HPC for semi-parametric statistical modeling on massive data sets

HSU

22. August 2023

Philipp Wittenberg, Lizzie Neumann & Jan Gertheiss (School of Economics and Social Sciences, HSU)

The project ”HPC for semi-parametric statistical modeling on massive data sets“ will be a vital input and enhancement for the dtec.bw project, ”SHM – Digitization and Monitoring of Infrastructure Structures.“ Its primary objective is creating and estimating semi-parametric and non-parametric statistical and statistical-mechanical models to monitor and detect changes in infrastructure conditions. The project involves the (pre-)processing and analysis of large data sets consisting of the output of approximately 100 sensors with a high sampling frequency of up to
1 kHz. Real-time analysis of continuous influxes of large data streams is essential for implementing an effective monitoring system. Structural Health Monitoring (SHM) utilizes sensor data to assess the state of infrastructure, such as bridges. However, environmental factors like temperature, humidity, and solar radiation often influence sensor data measurements. To accurately interpret the data, a model is needed to account for these confounding variables. Various methods are being considered for this purpose.
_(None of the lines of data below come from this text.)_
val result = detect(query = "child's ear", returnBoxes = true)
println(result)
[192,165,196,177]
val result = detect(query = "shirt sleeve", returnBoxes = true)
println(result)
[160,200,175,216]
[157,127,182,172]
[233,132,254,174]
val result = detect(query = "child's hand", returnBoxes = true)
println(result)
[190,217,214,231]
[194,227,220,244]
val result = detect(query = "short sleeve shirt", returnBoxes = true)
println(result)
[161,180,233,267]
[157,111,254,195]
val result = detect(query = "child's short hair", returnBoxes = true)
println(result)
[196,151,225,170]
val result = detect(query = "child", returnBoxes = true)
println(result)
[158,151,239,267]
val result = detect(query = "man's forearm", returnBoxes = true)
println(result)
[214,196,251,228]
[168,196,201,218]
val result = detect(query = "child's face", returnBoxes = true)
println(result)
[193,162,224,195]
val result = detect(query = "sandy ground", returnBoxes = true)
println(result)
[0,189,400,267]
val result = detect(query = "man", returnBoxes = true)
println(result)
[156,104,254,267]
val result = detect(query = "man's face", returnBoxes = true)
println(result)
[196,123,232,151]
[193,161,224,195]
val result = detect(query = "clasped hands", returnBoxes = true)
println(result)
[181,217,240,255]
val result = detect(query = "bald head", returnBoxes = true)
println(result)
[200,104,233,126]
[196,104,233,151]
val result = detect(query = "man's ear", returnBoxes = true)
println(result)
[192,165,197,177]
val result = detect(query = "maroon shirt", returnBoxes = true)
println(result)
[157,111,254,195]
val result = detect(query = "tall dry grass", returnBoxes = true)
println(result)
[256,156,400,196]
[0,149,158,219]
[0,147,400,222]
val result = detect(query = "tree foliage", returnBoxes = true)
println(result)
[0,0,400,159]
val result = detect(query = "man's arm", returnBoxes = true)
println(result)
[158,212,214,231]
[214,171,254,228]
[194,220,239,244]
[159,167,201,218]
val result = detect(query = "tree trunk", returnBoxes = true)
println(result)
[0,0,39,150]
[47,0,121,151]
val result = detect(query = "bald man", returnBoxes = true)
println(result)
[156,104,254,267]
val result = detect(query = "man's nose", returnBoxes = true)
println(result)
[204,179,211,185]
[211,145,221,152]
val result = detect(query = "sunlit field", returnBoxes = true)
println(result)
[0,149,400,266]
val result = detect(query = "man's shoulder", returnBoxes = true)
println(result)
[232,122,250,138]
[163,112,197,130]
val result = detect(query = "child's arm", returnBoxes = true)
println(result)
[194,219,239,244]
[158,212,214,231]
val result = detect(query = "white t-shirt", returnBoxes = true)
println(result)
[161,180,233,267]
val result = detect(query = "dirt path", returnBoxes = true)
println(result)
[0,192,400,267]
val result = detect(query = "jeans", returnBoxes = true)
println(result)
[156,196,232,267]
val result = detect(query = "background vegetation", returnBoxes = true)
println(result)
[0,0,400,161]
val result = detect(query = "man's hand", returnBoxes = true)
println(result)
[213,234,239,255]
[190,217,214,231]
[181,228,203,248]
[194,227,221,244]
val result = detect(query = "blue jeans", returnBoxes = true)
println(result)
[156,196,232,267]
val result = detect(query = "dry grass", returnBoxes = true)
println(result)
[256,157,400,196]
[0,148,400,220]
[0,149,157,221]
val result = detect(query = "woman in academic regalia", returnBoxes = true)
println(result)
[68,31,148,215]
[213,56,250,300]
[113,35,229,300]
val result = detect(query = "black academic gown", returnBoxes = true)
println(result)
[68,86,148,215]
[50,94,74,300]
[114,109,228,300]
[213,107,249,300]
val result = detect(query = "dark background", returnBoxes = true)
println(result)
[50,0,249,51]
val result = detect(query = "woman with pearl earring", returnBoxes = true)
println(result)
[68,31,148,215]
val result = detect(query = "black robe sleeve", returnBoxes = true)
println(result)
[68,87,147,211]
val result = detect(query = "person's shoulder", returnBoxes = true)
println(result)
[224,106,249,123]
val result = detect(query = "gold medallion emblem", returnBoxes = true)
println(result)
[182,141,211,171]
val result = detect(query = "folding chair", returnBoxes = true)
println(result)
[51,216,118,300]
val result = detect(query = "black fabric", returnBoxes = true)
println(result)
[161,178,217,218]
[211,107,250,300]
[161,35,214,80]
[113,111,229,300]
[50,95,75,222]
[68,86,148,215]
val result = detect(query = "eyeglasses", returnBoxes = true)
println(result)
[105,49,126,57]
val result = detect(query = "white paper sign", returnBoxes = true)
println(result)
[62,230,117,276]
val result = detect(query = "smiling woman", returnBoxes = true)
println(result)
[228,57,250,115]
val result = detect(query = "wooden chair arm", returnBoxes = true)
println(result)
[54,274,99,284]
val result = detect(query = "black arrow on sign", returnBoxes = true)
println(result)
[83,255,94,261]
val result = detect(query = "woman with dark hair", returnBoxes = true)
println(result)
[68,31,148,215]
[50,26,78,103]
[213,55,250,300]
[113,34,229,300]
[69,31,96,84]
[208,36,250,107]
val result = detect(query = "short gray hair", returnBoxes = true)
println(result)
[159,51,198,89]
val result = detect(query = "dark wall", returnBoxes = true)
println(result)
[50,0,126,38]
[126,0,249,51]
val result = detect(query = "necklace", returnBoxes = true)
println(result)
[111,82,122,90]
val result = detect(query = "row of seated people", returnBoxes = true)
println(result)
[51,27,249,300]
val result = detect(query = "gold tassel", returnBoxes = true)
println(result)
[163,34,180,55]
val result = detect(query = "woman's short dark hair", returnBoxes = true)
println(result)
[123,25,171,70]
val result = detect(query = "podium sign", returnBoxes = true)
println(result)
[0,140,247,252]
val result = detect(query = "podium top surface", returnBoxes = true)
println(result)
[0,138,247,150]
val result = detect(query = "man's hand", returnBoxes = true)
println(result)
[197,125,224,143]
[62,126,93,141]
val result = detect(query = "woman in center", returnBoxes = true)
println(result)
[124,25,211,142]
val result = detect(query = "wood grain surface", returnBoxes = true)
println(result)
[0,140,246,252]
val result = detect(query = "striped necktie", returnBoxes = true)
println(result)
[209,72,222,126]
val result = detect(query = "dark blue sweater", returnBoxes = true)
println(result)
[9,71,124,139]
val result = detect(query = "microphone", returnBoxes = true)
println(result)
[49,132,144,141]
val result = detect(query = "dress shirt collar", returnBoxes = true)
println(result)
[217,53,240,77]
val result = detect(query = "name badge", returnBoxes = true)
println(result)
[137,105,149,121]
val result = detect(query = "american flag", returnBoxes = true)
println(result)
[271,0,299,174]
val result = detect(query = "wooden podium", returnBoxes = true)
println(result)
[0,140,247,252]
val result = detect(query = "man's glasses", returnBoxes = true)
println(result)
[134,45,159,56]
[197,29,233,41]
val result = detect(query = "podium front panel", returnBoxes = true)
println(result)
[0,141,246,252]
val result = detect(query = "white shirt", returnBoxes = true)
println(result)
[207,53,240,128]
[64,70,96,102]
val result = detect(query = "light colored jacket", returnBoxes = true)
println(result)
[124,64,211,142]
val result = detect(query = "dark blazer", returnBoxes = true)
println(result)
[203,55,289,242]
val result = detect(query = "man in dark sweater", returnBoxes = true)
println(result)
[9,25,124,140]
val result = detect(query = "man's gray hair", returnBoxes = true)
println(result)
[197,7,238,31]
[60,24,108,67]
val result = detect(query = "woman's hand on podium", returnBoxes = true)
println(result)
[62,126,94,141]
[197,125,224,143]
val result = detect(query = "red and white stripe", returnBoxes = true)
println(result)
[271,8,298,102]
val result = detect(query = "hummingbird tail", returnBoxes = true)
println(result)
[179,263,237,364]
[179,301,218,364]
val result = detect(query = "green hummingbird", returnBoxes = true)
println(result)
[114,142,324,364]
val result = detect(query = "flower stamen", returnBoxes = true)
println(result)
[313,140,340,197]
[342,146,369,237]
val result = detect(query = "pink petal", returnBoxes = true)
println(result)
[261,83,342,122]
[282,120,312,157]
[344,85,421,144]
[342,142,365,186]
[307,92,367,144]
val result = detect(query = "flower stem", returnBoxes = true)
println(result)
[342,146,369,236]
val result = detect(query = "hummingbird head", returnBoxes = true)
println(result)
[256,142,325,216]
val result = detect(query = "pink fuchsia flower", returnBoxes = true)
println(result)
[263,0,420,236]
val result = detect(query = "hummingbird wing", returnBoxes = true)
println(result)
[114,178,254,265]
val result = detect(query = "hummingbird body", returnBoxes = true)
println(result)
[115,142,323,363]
The project focuses on two main areas. Firstly, it addresses the estimation of conditional covariances for big data utilizing bandwidth selection through cross-validation techniques. These covariances provide a basis for subsequently applied damage detection schemes such as principal component analysis or Mahalanobis distance. Secondly, the project centers on a functional data approach considering the sensor measurements as functional data. Here, we apply and validate regression models utilizing open-source software and develop quality control charts.

Given the massive size of the data set (100-1000 Hz data for 1.5 years from multiple sensors) and the need for concurrent computations by multiple users, the HPC cluster HSUper is a suitable choice. Its capabilities are necessary to handle individual scripts’ memory consumption and extensive runtime. Collaboration with the hpc.bw-Team is expected to facilitate the transfer of existing shared memory parallel scripts, primarily written in R, Rcpp, and Armadillo, to distributed and shared parallel memory implementations using the required tools on the HSUper cluster. Additionally, the collaboration aims to apply the acquired knowledge to other bridge datasets, including the two reference structures ”Stader Straße“ and ”Vahrendorfer Stadtweg“ within the dtec.bw SHM-project. For more details, see SHM. This collaboration will greatly enhance the efficiency and scalability of the statistical modeling process and contribute to the broader field of infrastructure monitoring.